Order of magnitude of the levers: startup credits ≫ context caching > batch ≈ Cloud Run CUD ≫ BigQuery/PT commitments (negative here). Keep the design Gemini-first (already the policy) to maximize credit coverage, since third-party models are the only uncovered slice.


10. Bottom line

  • Per active client: ~$8–42/mo (profile-dependent, expected) all-in infra+LLM; ~$19–28 blended at scale.
  • Portfolio: ~$240/mo (pilot) → ~$1.1–1.3K/mo (50) → ~$3.7–4.5K/mo (200), excluding optional relay.
  • Fixed baseline ~$220/mo (trimmed warm services, §4.1) dominates until ~12–18 tenants.
  • Build — assumed go-live DDL (core, solo sprint): ~13 weeks calendar; G+M+T ~W9. Full-module accounting: ~50 engineer-weeks core (~67–69 with DV360 + relay) — capacity planning only, not MVP calendar.
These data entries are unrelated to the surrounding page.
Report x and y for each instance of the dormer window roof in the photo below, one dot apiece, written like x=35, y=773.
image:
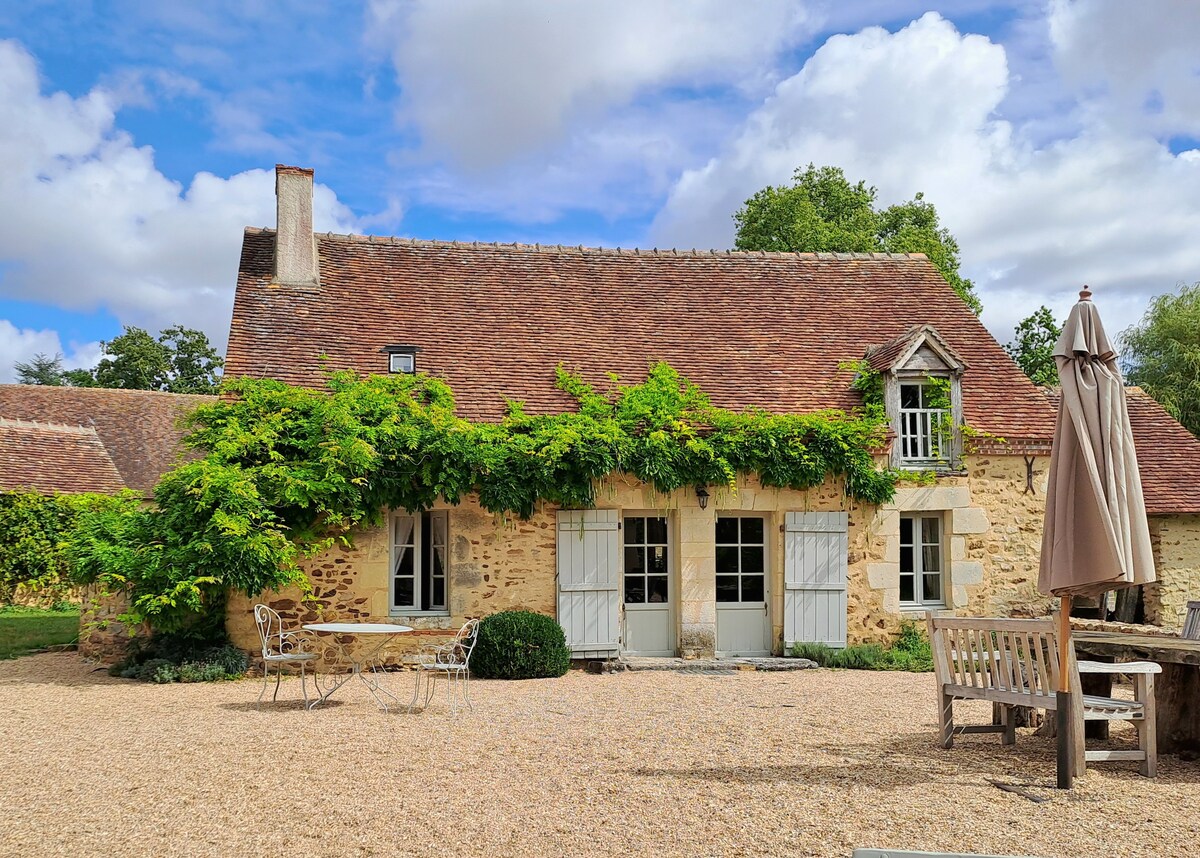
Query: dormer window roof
x=401, y=358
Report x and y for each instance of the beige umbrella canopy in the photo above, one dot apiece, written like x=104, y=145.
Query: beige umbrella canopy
x=1096, y=535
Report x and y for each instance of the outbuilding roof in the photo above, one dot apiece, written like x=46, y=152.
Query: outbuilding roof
x=138, y=429
x=49, y=457
x=771, y=330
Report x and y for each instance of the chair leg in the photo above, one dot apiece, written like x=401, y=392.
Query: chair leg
x=263, y=690
x=1147, y=729
x=946, y=720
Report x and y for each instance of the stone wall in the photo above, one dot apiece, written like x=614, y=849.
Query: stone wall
x=1176, y=540
x=495, y=564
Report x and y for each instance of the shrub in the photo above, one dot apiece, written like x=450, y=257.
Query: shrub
x=909, y=652
x=520, y=645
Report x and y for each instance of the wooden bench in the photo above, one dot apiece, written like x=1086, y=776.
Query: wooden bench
x=1014, y=663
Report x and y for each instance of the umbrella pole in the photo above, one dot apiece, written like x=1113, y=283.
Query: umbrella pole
x=1063, y=702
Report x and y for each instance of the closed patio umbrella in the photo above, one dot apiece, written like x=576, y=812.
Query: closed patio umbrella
x=1096, y=535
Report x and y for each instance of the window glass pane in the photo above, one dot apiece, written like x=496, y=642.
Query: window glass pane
x=403, y=561
x=751, y=531
x=657, y=531
x=753, y=561
x=929, y=529
x=403, y=593
x=726, y=561
x=726, y=531
x=635, y=531
x=726, y=588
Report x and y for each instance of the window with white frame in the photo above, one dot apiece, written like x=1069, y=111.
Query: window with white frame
x=922, y=571
x=419, y=562
x=925, y=423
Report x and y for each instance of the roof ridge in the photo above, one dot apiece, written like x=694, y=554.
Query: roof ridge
x=595, y=251
x=73, y=429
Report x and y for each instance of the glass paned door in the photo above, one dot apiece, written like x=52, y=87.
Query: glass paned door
x=647, y=586
x=743, y=622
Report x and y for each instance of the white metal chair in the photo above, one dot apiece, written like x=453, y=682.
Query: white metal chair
x=281, y=648
x=454, y=660
x=1192, y=623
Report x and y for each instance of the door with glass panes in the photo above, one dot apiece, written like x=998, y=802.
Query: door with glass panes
x=743, y=624
x=647, y=586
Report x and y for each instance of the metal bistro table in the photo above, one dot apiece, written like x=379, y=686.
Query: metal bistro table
x=1176, y=689
x=358, y=658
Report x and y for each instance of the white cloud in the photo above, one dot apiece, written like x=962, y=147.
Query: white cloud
x=917, y=111
x=22, y=343
x=486, y=83
x=87, y=220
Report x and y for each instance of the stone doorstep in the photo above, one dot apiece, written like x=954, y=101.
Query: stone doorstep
x=731, y=665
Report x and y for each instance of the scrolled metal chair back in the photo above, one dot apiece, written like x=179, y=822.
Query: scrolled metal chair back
x=270, y=630
x=465, y=642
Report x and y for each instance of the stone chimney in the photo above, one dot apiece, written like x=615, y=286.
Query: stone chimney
x=295, y=247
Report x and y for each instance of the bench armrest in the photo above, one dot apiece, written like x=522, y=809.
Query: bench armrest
x=1120, y=667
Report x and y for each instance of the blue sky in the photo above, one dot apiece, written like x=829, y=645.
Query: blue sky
x=1057, y=139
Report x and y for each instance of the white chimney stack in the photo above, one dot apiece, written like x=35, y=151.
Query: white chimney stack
x=295, y=246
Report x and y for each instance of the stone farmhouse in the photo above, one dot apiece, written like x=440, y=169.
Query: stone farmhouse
x=706, y=570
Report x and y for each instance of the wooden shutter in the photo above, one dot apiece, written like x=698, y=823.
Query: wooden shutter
x=815, y=571
x=588, y=582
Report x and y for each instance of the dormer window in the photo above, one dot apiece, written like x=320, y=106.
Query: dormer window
x=925, y=421
x=401, y=359
x=923, y=397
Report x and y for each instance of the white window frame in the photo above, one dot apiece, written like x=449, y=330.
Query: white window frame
x=918, y=561
x=925, y=427
x=417, y=544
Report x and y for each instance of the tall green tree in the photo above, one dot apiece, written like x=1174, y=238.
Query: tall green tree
x=1032, y=346
x=180, y=360
x=40, y=370
x=823, y=211
x=1162, y=354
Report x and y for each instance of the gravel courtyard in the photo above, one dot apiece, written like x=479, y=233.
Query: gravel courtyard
x=805, y=763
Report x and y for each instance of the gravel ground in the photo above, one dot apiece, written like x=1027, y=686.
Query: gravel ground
x=808, y=763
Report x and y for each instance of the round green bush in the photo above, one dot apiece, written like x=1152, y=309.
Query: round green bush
x=520, y=645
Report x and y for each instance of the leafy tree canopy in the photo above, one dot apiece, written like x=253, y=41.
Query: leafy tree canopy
x=823, y=211
x=1032, y=346
x=1162, y=354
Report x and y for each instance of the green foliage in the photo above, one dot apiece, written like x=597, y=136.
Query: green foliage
x=34, y=534
x=180, y=360
x=288, y=471
x=1162, y=354
x=40, y=370
x=822, y=211
x=910, y=652
x=1033, y=347
x=520, y=645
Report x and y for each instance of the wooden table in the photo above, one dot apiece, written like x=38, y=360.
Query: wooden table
x=1176, y=689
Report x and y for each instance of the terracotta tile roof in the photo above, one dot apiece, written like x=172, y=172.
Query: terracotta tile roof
x=48, y=457
x=1168, y=456
x=493, y=321
x=137, y=427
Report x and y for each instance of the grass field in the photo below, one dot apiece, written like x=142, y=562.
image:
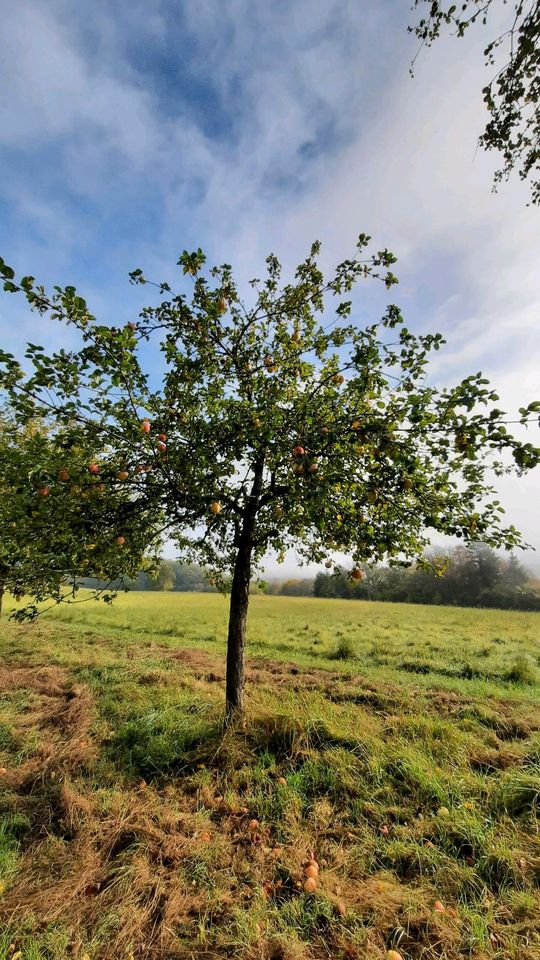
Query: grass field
x=398, y=745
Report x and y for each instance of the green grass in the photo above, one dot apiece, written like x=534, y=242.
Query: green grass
x=406, y=737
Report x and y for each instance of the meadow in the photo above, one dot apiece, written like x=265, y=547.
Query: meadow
x=397, y=745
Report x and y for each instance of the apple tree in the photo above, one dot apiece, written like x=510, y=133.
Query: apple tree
x=269, y=422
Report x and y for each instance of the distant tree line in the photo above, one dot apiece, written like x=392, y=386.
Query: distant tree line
x=473, y=576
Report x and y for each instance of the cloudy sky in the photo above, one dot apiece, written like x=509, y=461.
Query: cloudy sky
x=129, y=132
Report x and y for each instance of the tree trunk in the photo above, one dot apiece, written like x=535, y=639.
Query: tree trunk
x=237, y=631
x=238, y=609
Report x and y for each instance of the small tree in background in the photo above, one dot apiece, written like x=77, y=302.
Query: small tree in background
x=276, y=423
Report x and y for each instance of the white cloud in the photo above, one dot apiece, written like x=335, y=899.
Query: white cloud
x=396, y=157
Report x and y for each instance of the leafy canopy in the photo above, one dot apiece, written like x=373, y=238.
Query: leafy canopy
x=512, y=96
x=326, y=435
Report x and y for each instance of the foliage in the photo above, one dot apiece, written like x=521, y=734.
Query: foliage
x=472, y=577
x=58, y=520
x=272, y=427
x=512, y=96
x=319, y=435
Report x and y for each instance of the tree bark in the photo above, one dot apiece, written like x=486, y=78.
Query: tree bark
x=236, y=641
x=237, y=631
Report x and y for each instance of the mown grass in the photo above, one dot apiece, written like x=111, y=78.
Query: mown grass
x=398, y=744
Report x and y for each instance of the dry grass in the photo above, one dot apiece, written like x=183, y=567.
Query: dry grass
x=126, y=809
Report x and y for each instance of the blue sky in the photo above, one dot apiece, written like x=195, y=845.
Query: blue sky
x=131, y=131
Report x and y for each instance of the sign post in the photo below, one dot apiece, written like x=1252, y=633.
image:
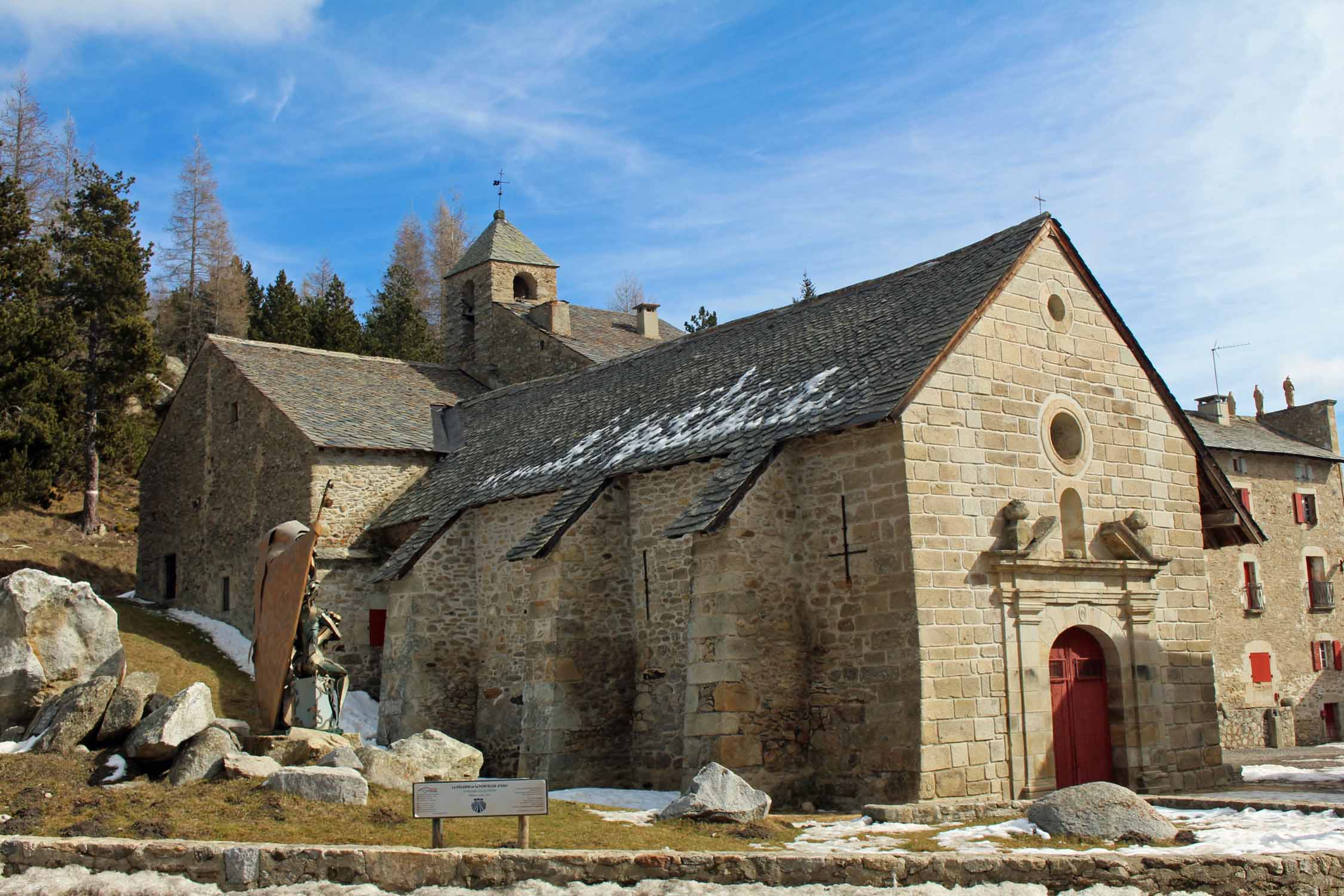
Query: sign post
x=438, y=800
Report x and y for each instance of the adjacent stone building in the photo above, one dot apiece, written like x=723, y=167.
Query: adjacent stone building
x=1277, y=646
x=936, y=535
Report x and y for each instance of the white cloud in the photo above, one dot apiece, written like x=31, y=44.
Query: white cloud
x=241, y=20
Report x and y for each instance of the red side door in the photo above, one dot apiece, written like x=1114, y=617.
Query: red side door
x=1079, y=708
  • The dominant cash item is media float (working capital), not infra — plan it separately.
  • All platform ad APIs are free; cost risk is concentrated in LLM optimization frequency — directly governed by Cost Guard + model routing already in the design.
  • GCP commitment/credits (§9): the Google for Startups Cloud Program (up to $350K / 2 yrs) effectively zeros the GCP+Gemini bill in Year 1 (only ~2% third-party escalation billed). Cloud Run CUDs add ~17–46% on the small compute slice afterward. Do not commit BigQuery slots or Vertex Provisioned Throughput at this scale — on-demand is cheaper.